At the first session, Lisa is a bit uncomfortable talking about what happened. She still feels it was her fault, that she should have done something differently, and that perhaps she was making a big deal about nothing. She feels as though there is something wrong with her, that she's not normal now. The counselor listens to her and together, they work through many of these things over the next couple of weeks. After several sessions, the counselor asks Lisa what she would think about attending a support group. She tells Lisa that she is not alone in how she is feeling and thinks she may benefit from hearing other people's stories. It might help her to understand that she is having a perfectly normal response for what she experienced. Lisa decides to give it a try.

Lisa is nervous for the first session and a bit uncomfortable. She doesn't know if the other women will have similar stories. She worries that what she experienced isn't "real" enough. Through the group sessions, she learns that she is not alone. While she is saddened to hear that other women had to go through this too, it helps her to understand that she is not the problem, that she is not broken. Lisa starts to understand that she did not choose what happened to her and it is not her fault. Going to group therapy has helped Lisa understand that the process of healing will take time, but now she is going with others instead of alone.

WHAT CAN YOU DO?

• Locate your local RCC. Your local RCC operates to serve survivors, supporters, and their communities. They are only effective if people are aware of and access their services. RAINN, the Rape, Abuse, and Incest National Network, is a great place to start. RAINN is the nation's largest anti-sexual violence organization. You can visit their website, www .rainn.org, to find your local RCC. Additionally, you can call their national sexual assault hotline at 1-800-656-H0PE. You will be directly connected to the RCC closest to you.

• Call your local RCC's hotline. The hotline is there for you. Staff and volunteers cover the hotline twenty-four hours a day to provide crisis intervention and information. Many people that call the hotline aren't quite sure how to label their experience. That's okay. If it didn't feel right, it probably wasn't. Hotlines are for supporters too.

• Schedule a counseling appointment. Recovery takes time, and healing is possible. RCC counselors are there to support you as you begin this process.

• Attend a support group. You are not alone. Support groups provide a safe space for people with similar experiences to come together, talk, process, and support one another. Many RCCs provide support groups for survivors, loved ones of survivors, and other supporters. Contact your local RCC to find out if and when they host support groups.

• Participate in community events.

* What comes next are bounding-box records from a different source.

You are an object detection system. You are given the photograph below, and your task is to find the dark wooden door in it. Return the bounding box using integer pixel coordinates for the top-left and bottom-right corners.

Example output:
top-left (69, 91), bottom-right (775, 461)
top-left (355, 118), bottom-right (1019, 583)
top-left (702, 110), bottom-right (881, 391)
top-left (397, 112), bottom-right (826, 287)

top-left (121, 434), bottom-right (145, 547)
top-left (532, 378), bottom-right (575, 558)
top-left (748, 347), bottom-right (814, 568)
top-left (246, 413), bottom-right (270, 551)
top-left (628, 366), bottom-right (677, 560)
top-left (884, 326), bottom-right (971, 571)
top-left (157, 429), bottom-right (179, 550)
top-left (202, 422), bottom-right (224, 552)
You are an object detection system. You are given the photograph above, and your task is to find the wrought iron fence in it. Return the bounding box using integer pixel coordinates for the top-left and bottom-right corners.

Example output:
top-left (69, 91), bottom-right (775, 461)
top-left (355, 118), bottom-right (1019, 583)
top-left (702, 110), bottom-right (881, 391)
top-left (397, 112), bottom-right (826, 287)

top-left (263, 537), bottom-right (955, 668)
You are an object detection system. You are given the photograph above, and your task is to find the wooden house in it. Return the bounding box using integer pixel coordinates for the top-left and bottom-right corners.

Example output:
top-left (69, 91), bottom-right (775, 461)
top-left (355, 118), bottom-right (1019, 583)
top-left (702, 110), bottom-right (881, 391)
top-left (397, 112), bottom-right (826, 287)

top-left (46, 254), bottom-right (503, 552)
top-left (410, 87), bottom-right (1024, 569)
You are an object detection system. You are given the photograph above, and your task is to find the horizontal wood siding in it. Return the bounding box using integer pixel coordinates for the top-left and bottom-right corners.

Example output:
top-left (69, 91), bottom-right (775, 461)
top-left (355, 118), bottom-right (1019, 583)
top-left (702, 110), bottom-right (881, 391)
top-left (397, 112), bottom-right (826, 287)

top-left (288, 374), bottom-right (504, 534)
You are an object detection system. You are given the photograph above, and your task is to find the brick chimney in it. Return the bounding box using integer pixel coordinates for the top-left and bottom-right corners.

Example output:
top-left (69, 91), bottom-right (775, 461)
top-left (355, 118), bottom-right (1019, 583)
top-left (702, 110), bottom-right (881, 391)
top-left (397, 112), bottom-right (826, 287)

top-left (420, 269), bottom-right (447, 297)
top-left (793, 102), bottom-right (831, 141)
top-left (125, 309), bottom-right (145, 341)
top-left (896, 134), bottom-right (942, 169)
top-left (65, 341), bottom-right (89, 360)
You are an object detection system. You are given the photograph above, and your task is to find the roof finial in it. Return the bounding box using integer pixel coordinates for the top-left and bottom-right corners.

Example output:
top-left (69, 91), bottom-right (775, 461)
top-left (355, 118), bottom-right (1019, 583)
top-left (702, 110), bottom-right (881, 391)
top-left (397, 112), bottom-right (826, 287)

RCCs began as grassroots organizations and still thrive on community involvement and activism. Many RCCs hold multiple community events throughout the year—Take Back the Night marches, Clothesline Projects, 5K races—contact your local RCC

to find out what events are coming up and how you can get involved. It's okay if you're not ready to lead the march; simply showing up is more than enough. In coming together, we can make change.

• Volunteer. RCCs still depend on the commitment and passion of dedicated individuals to provide services and make change. They are always looking for volunteers to provide advocacy services for survivors, to work the crisis hotline, to help out at community events, to provide education and outreach services, and to staff their resource libraries. Contact your local RCC to find out how you can help. Working with sexual assault survivors is both rewarding and challenging. Volunteering with your local RCC may be an empowering experience, but it should not be used in place of therapy or counseling. Taking care of yourself is most important. If you choose to volunteer, collaborate with others at your RCC to develop self-care techniques and ways to support one another.